To review and evaluate a series of patients who underwent surgical management due to microinvasive cervical cancer. MATERIALS and METHODS: Records of 221 patients with microinvasive cervical cancer treated in Asan Medical Center (AMC) from June 1989 to December 2000 were reviewed. Demographic profile, findings in preoperative work-up, treatment modality, histologic findings and post-treatment clinical course were evaluated. RESULTS: The age range at initial operation was 27 to 79 and the mean age was 44.5+/-11.4 (mean+/-SD) years. Patients were followed from 3 months to 11.7 years with median follow-up interval of 4.5 years.
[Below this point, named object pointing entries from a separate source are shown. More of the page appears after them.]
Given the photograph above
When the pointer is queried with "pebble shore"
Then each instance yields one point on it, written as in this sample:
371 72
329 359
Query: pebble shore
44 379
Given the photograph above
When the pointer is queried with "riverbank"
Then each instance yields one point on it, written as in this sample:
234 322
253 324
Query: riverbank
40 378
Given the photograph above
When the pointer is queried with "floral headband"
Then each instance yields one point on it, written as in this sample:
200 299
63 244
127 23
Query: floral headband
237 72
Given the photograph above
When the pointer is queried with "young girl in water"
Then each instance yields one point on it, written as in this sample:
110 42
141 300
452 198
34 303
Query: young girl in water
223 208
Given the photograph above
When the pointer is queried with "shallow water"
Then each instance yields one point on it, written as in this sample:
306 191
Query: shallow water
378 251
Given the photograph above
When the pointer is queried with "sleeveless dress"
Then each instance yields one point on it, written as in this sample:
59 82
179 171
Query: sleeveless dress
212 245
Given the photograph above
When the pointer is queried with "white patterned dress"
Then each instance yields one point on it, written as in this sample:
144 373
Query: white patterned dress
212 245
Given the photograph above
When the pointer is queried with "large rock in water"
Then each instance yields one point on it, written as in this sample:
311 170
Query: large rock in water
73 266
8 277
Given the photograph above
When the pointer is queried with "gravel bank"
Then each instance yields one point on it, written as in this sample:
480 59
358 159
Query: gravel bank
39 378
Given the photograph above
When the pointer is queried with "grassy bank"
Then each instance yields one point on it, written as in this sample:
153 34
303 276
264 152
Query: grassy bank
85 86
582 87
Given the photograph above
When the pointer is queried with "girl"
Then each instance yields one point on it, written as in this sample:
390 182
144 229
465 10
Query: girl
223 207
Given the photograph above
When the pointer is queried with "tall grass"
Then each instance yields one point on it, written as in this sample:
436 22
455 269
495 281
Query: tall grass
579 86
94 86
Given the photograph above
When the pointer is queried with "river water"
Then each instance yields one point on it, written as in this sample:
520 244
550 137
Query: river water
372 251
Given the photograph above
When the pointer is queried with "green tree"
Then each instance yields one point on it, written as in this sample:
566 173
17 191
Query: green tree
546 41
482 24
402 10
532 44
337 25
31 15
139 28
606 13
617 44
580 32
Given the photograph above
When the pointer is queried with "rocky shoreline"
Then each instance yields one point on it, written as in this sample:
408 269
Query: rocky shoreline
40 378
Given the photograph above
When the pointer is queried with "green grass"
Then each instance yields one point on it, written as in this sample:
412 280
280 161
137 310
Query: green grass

According to the pathologic report, 212 cases (95.9%) were diagnosed as squamous cell carcinoma and 9 cases (4.1%) as adenocarcinoma. The number of patients with FIGO stage Ia1 and Ia2 disease was 202 (91.4%) and 19 (8.6%), respectively. The cases with invasion of < or = 1 mm, > 1 mm but < or = 3 mm, and > 3 mm but < or = 5 mm were noted in 120 (54.3%), 82 (37.1%), and 19 (8.6%) patients, respectively. Pelvic lymph node dissection (PLND) was performed in 140 patients and the average number of lymph nodes examined per case was 21+/-7. None of the 140 patients had metastasis to pelvic lymph node. Lymphovascular space invasion was identified in 7 patients. Pelvic recurrence was developed in only one patient and none of the 221 patients has died from recurrent disease. CONCLUSION: This study shows that patients with microinvasive cervical cancer have no pelvic lymph node metastasis, rare recurrence, and very excellent prognosis, so, if indicated, conservative management or non-radical surgery excluding pelvic lymph node dissection could be tried.